I don’t think that same — I think there’s some recognition outside the U.S. Certainly when we heard from ISCAR, that was in 2006, Eitan Wertheimer said, he wrote me a letter, I’d never heard of him before, I’d never heard of the company. And he said the family had thought about it, and we were the only company to which they wanted to sell, and if they didn’t sell it to us, they weren’t going to sell it.
So, there’s some awareness. But I’ve been a little disappointed in that we haven’t had better luck outside the country. And we’ll keep working at it and see what happens.
Incidentally, I just talked to Jacob Harpaz, who does an incredible job of running ISCAR. I talked to him yesterday when I was touring the exhibition hall.
They set a new record in April. Now, that won’t be the last new record they set. But that may have some slight meaning, in terms of how world business is doing, because they sell, you know, these tiny little cutting tools, and so on, that go into basic industry all over the world.
And people don’t buy those because they — you know, they’re going look pretty in their offices or anything else, they buy them because they’re using them up. And, it was a record in April. March had been extremely good, too. So they are seeing strength in the business that certainly would make it hard to believe there’s weakness going on throughout the industrial world.

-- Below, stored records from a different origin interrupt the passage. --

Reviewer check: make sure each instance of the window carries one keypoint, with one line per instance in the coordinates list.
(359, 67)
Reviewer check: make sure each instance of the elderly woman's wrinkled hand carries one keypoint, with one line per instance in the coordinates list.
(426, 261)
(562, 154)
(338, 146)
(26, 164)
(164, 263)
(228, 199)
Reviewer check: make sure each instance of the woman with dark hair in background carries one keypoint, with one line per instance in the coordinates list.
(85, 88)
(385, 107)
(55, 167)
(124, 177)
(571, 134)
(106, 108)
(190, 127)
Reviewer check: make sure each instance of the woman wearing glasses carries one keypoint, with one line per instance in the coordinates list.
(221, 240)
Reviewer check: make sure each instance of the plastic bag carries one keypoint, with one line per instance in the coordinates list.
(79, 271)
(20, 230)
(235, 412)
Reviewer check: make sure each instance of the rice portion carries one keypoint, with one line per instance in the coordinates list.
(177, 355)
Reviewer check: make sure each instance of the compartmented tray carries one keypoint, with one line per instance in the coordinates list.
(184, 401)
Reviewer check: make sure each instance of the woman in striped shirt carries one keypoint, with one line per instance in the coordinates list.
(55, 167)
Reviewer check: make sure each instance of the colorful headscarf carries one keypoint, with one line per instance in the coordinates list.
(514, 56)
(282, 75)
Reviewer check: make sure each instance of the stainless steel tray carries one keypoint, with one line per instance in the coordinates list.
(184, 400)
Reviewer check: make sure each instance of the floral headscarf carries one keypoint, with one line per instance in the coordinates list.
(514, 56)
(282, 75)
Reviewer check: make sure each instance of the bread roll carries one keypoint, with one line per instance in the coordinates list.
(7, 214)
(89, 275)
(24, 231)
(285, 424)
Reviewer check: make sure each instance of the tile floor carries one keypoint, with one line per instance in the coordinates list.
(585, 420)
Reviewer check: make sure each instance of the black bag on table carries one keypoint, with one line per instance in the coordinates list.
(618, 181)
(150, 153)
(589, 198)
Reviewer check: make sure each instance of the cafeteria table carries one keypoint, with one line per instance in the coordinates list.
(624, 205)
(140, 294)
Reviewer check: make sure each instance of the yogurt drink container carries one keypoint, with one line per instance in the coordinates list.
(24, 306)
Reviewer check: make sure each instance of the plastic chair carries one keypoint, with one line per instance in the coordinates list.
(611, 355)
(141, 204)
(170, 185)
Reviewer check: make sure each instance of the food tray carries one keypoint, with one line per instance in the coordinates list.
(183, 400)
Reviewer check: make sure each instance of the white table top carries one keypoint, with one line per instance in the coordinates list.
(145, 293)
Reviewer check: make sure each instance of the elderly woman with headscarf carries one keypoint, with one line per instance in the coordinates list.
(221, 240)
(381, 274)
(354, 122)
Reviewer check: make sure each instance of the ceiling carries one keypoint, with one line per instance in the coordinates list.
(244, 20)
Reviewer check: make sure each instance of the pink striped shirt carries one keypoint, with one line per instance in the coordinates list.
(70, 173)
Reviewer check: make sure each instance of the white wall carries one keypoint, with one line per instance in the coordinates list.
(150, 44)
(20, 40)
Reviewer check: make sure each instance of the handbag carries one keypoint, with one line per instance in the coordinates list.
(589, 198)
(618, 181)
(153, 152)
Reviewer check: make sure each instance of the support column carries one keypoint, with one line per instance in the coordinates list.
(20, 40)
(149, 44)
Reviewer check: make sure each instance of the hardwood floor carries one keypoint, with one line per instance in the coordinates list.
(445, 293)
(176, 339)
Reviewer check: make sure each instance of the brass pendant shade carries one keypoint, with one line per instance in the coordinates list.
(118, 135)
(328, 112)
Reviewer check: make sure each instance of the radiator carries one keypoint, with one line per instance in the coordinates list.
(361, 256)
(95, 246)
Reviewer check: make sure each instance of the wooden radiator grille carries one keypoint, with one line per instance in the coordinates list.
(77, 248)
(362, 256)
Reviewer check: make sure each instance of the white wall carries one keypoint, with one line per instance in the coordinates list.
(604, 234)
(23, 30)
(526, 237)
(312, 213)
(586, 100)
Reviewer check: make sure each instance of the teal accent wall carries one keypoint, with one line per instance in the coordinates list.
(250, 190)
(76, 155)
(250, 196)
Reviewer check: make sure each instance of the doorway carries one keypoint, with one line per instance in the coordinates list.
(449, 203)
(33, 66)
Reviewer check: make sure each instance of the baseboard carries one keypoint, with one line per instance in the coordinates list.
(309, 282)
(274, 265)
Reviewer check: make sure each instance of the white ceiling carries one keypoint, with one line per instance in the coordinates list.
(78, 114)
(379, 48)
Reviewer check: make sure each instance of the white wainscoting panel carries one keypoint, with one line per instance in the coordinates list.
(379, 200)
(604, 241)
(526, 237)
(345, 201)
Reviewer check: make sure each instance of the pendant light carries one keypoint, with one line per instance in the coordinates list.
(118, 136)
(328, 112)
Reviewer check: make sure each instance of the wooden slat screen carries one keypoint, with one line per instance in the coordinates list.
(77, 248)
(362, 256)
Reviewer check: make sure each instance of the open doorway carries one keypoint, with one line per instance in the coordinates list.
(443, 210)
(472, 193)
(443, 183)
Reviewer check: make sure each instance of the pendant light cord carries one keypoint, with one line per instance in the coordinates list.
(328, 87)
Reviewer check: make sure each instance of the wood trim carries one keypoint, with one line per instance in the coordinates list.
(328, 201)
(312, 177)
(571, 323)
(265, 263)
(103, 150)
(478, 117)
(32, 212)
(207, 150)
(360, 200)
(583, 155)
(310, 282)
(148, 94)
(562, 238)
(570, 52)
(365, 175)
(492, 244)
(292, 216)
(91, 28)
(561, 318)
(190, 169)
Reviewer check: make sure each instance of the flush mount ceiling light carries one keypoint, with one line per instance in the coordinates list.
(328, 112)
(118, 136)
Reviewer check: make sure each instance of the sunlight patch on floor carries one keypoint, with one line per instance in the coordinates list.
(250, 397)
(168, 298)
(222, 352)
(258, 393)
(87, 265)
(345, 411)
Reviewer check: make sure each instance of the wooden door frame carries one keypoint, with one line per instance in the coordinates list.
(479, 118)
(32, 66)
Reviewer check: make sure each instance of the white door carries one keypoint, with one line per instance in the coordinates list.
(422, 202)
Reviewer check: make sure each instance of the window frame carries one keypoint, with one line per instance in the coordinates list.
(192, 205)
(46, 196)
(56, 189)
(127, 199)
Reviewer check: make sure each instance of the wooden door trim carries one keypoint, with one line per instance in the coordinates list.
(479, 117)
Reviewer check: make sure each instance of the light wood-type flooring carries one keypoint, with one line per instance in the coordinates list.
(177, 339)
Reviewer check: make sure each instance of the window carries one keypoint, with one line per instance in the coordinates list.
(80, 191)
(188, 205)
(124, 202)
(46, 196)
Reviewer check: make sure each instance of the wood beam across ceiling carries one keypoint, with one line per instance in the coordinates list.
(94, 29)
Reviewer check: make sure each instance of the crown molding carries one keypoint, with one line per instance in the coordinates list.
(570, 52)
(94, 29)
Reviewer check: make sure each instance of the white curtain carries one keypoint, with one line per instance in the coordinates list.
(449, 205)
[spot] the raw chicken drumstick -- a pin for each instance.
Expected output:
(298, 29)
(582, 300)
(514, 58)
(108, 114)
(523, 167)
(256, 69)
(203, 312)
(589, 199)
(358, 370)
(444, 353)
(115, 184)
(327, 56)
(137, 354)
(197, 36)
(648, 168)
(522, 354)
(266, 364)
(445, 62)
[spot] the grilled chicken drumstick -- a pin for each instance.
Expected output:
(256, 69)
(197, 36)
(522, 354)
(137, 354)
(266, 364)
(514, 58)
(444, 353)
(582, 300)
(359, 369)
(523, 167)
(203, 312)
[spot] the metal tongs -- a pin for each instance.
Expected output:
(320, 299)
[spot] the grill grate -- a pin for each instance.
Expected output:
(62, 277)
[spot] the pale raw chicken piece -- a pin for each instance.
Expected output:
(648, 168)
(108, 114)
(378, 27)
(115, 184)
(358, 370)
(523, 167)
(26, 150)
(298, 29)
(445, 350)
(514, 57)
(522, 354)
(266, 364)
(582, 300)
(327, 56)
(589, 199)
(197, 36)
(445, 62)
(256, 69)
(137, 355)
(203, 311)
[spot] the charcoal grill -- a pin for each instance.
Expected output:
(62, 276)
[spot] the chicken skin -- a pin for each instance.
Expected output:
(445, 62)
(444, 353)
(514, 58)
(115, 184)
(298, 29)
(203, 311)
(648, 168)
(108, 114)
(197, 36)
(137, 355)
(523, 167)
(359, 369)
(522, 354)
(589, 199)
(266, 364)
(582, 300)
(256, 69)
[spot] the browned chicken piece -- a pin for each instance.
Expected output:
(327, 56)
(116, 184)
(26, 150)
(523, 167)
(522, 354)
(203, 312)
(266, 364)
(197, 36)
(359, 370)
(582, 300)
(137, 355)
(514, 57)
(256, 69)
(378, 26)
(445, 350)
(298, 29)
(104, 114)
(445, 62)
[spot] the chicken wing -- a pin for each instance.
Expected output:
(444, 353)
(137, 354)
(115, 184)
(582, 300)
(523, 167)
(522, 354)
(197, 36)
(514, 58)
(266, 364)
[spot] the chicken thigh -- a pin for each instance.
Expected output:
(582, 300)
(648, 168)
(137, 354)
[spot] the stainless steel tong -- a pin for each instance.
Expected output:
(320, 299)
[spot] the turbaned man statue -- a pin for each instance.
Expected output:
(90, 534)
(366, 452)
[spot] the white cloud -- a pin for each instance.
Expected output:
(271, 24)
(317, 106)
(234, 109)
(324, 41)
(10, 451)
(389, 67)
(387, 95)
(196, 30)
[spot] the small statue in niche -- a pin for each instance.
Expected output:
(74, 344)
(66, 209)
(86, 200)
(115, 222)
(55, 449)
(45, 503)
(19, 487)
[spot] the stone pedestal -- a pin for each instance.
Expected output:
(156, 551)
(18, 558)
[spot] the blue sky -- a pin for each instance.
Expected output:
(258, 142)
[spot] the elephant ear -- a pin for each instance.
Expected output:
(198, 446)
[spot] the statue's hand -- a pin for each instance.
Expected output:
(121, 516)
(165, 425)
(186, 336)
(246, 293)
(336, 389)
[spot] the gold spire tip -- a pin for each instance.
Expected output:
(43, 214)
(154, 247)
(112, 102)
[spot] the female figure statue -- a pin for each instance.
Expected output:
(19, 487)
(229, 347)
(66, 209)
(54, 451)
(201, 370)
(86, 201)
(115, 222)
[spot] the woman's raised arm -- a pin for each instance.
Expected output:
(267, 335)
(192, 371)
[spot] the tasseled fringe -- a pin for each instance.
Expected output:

ISCAR’s been a wonderful company for us. The people have been sensational. The business is extraordinary. It just is — it fits us so well that I just wish I could find a few more like it out there.
But this year, aside from the one we announced yesterday, we have not been contacted by any significant ones that made sense. We have heard from people over the last five years, I mean, we’ve — fair number. But nothing that really makes sense. But we’ll keep trying.